|Intro||American media executive|
|From||United States of America|
|Field||Business Film, TV, Stage & Radio Journalism|
|Birth||7 April 1878, Houlton, USA|
|Death||15 November 1965, Boston, USA (aged 87 years)|
Natalie M. Kalmus (née Dunfee or Dunphy) (April 7, 1882, Houlton, Maine – November 15, 1965; Boston, Massachusetts) was the executive head of the Technicolor art department and credited as the color director of nearly all Technicolor feature films produced from 1934 to 1949.
Once an art student and model, she married American scientist and engineer Herbert T. Kalmus in 1902, and she later co-founded with him the Technicolor Motion Picture Corporation, serving for two decades as the company's chief on-site representative at film studios. She was often credited as a co-developer of the Technicolor process itself and was a member of the production team that shot the first Technicolor footage in 1917.
A "ringmaster" of color
Kalmus collaborated with the art and wardrobe departments of motion-picture studios during the preparation and filming of Technicolor productions. She reviewed their costume selections, set furnishings, and lighting and then specified needed color changes and equipment adjustments to create the best visual "palette" for her company's Technicolor cameras.
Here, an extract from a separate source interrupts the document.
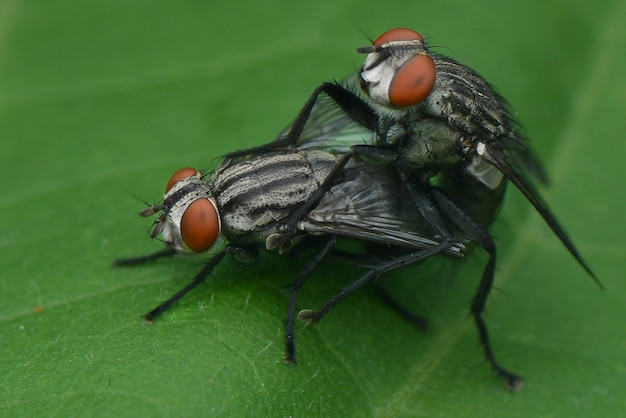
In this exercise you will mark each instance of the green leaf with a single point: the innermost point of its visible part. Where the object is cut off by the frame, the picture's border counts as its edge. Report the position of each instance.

She and her staff also prepared color preference charts for each scene in a film. Kalmus by 1939, according to The New York Times, was earning $65,000 a year ($1,194,725 today) as an executive for Technicolor. In summarizing her duties as the company's color art director at various studios, Kalmus described her role "'as playing ringmaster to the rainbow'".
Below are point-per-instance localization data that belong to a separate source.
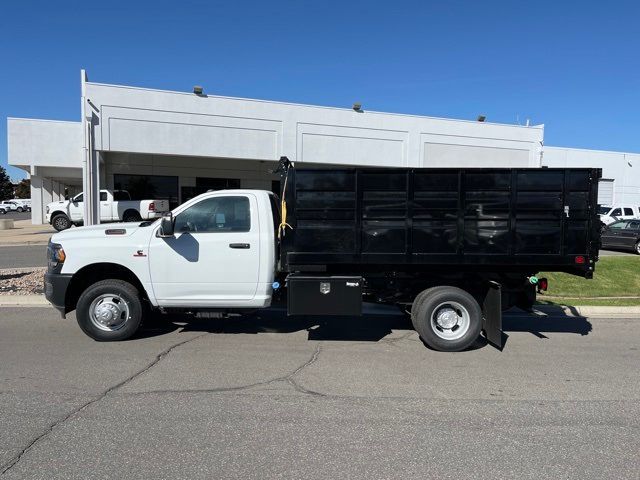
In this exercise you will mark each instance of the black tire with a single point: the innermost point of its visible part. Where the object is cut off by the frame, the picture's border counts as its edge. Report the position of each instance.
(60, 222)
(467, 309)
(131, 216)
(112, 290)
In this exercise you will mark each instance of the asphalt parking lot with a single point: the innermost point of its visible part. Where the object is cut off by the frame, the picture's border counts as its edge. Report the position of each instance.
(271, 397)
In her efforts to ensure that colors were properly registered and reproduced in filming, she was often accused by studio personnel of going to the extreme in set composition, of insisting on too many neutral or muted colors in scenes. "A super-abundance of color is unnatural", she once observed, "and has a most unpleasant effect not only upon the eye itself, but upon the mind as well." She recommended "the judicious use of neutrals" as a "foil for color" in order to lend "power and interest to the touches of color in a scene." In March 1939, during the making of Gone with the Wind, producer David O. Selznick complained in a memo to the film's production manager:
[The] technicolor experts have been up to their old tricks of putting all sorts of obstacles in the way of real beauty. . . . We should have learned by now to take with a pound of salt much of what is said to us by the technicolor experts. . . . I have tried for three years now to hammer into this organization that the technicolor experts are for the purpose of guiding us technically on the [film] stock and not for the purpose of dominating the creative side of our pictures as to sets, costumes, or anything else. . . . If we are not going to go in for lovely combinations of set and costume and really take advantage of the full variety of colors available to us, we might just as well have made the picture in black and white. It would be a sad thing indeed if a great artist had all violent colors taken off his palette for fear that he would use them so clashingly as to make a beautiful painting impossible.
Director Vincente Minnelli recalled of making Meet Me in St. Louis, "My juxtaposition of color had been highly praised on the stage, but I couldn't do anything right in Mrs. Kalmus's eyes." Director Allan Dwan was quoted as more blunt: "Natalie Kalmus was a bitch." However, Dwan and Kalmus never worked on a film together.
Her association with Technicolor ended in 1948 when she named the corporation as a co-defendant in an alimony suit against Herbert Kalmus. She sued unsuccessfully for separate maintenance and half his assets of Technicolor, Inc.
In 1950 she licensed her name for a line of designer television cabinets made by a California manufacturer.
Her personal and professional papers are now in the Margaret Herrick Library at the Academy of Motion Picture Arts and Sciences.
Personal life and death
Natalie and Herbert Kalmus were married from July 23, 1902 to June 22, 1922, but they continued to live together as late 1944.
She studied at the University of Zurich and Queen's University in Ontario where her husband also taught physics, electro-chemistry and metallurgy and earned his doctorate.
Kalmus died at Roslindale Hospital in Boston, Massachsetts on November 15, 1965. Three days later, her funeral service and burial were conducted in the village of Centerville on Cape Cod. There her gravesite is located in Beechwood Cemetery.